There's no sense of drama or romance or history. Nothing
to suggest this sprawling site is anything special.
But these workers are trying to improve upon one of the great
engineering feats of history: the Panama Canal. On the other
side of a nearby rise, the refrigerated cargo ship Cape Town
Star, hauling fruit from Ecuador to Russia, is easing through
the canal's almost century-old Miraflores Locks. Now, under
a $5.25 billion project, the canal authority is adding a third
lane to the ocean-spanning waterway that will double its capacity
and allow access to the world's largest cargo-carrying vessels.
"We are eliminating the restrictions the canal has imposed
on the maritime industry.
The capability you have here,
you have nowhere else in the world," says Alberto Aleman,
the canal authority administrator.
How much of an impact the bigger, better canal will have
on global trade patterns remains to be seen. Roughly 65% of
the goods sailing through the canal go to or from U.S. shores,
and American ports and rail yards that compete with the canal
will fight to retain as much business as they can. Cargo from
Asia, for example, can reach U.S. markets either via the canal
or by docking at a West Coast port and riding rail lines to
inland destinations.
Shippers must balance myriad factors - fuel costs, type of
cargo, time and distance - in calculating the best route for
individual shipments. "It's possible to reach Chicago
a lot of different ways," says Paul Bingham, managing
director of global commerce and transportation for IHS Global
Insight.
But Peter Keller, president at NYK Line, says the expanded
canal will send a seismic shock through the business of transporting
goods around the globe. Among the fallout: construction of
larger vessels for bulk cargo, such as iron ore, and a tougher
climate for American dockworkers seeking pay raises.
"Long term, the expansion of the Panama Canal will be
a major change," he says.
The canal expansion - or ampliación, in Spanish -
is among the largest construction projects in a recession-ravaged
world, and it's moving forward mostly as planned.

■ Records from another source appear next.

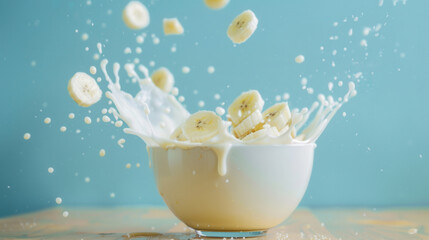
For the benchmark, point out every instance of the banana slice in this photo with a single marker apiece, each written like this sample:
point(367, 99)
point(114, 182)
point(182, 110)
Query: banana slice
point(277, 115)
point(136, 15)
point(248, 125)
point(216, 4)
point(178, 134)
point(270, 131)
point(84, 90)
point(172, 26)
point(202, 126)
point(244, 106)
point(242, 27)
point(163, 79)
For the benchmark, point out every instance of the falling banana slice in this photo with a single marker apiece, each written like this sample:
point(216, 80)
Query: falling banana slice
point(216, 4)
point(277, 115)
point(244, 106)
point(136, 15)
point(178, 134)
point(242, 27)
point(172, 26)
point(270, 131)
point(163, 79)
point(202, 126)
point(248, 125)
point(84, 90)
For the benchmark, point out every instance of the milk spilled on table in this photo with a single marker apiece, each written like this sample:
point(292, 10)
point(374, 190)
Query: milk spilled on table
point(154, 114)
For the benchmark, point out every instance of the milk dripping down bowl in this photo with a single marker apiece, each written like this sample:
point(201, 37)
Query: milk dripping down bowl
point(262, 186)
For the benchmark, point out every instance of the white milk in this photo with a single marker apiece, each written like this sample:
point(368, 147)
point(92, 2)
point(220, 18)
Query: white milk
point(147, 118)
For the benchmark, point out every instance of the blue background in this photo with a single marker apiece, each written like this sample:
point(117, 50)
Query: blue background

In July,
canal officials awarded the project's largest single contract,
for the design and construction of the new locks that will
raise and lower ships in the canal. A consortium led by Spanish
construction giant Sacyr Vallehermoso beat out two rivals
for the job, including San Francisco-based Bechtel.
The ambitious expansion, however, is occurring against a
backdrop of unraveling globalization. With debt-laden U.S.
consumers in retreat, fewer cars, appliances, toys and clothes
are crossing the world's oceans. This year, overall trade
is expected to fall 10%, according to the World Trade Organization.
Augmenting the canal as world trade shrivels for the first
time since World War II might seem like adding a spare bedroom
just as the kids head off to college. Canal officials, however,
say the global downturn has struck them only a glancing blow.
The canal handled 310 million tons of cargo in 2007, an amount
officials hadn't expected to see until 2012 or 2013. Even
during the worst recession in 80 years, shipments this year
are expected to total 295 million to 299 million tons - less
than 5% below the peak two years ago. Once an economic recovery
kicks in, that total is certain to rise.
"We are quite confident that growth is going to return,"
says Francisco Miguez, the canal authority's chief financial
officer.
'Unprecedented' engineering
When it opened in 1914, the canal revolutionized sea transport.
For ships steaming between California and the East Coast of
the USA, the canal - linking the Caribbean Sea to the north
with the Pacific Ocean to the south - turned a 15,000-mile
journey around Cape Horn into a relatively swift, 6,000-mile
jaunt.
"The creation of the Panama Canal was far more than
a vast, unprecedented feat of engineering.
Apart from
wars, it represented the largest, most costly single effort
ever before mounted anywhere on earth," historian David
McCullough wrote in his magisterial account of the canal,
The Path Between the Seas.
The achievement, however, came at a terrible price. About
22,000 workers died in the original French-led effort of the
late 19th century, largely because of rampant yellow fever
and malaria in Panama's jungle. Several thousand more perished
when, after the French failure, President Theodore Roosevelt
launched the United States upon the task of digging a trans-isthmus
canal.
Roosevelt midwived a separatist revolt against Colombia,
which then governed the area, while American engineers diverted
21 rivers, forged a man-made lake and constructed locks of
unprecedented size. The new country of Panama in 1903, formed
with U.S. backing, then leased in perpetuity a 10-mile-wide
canal zone to the U.S. government.
The canal builders' legacy can be found here in Building
721, in a nondescript room known colloquially as "the
vault." Michael Kennedy, 60, an engineer at CH2M Hill,
an Englewood, Colo.-based firm that provides project management
expertise to the canal authority, found information and inspiration
in the yellowing blueprints and photographs.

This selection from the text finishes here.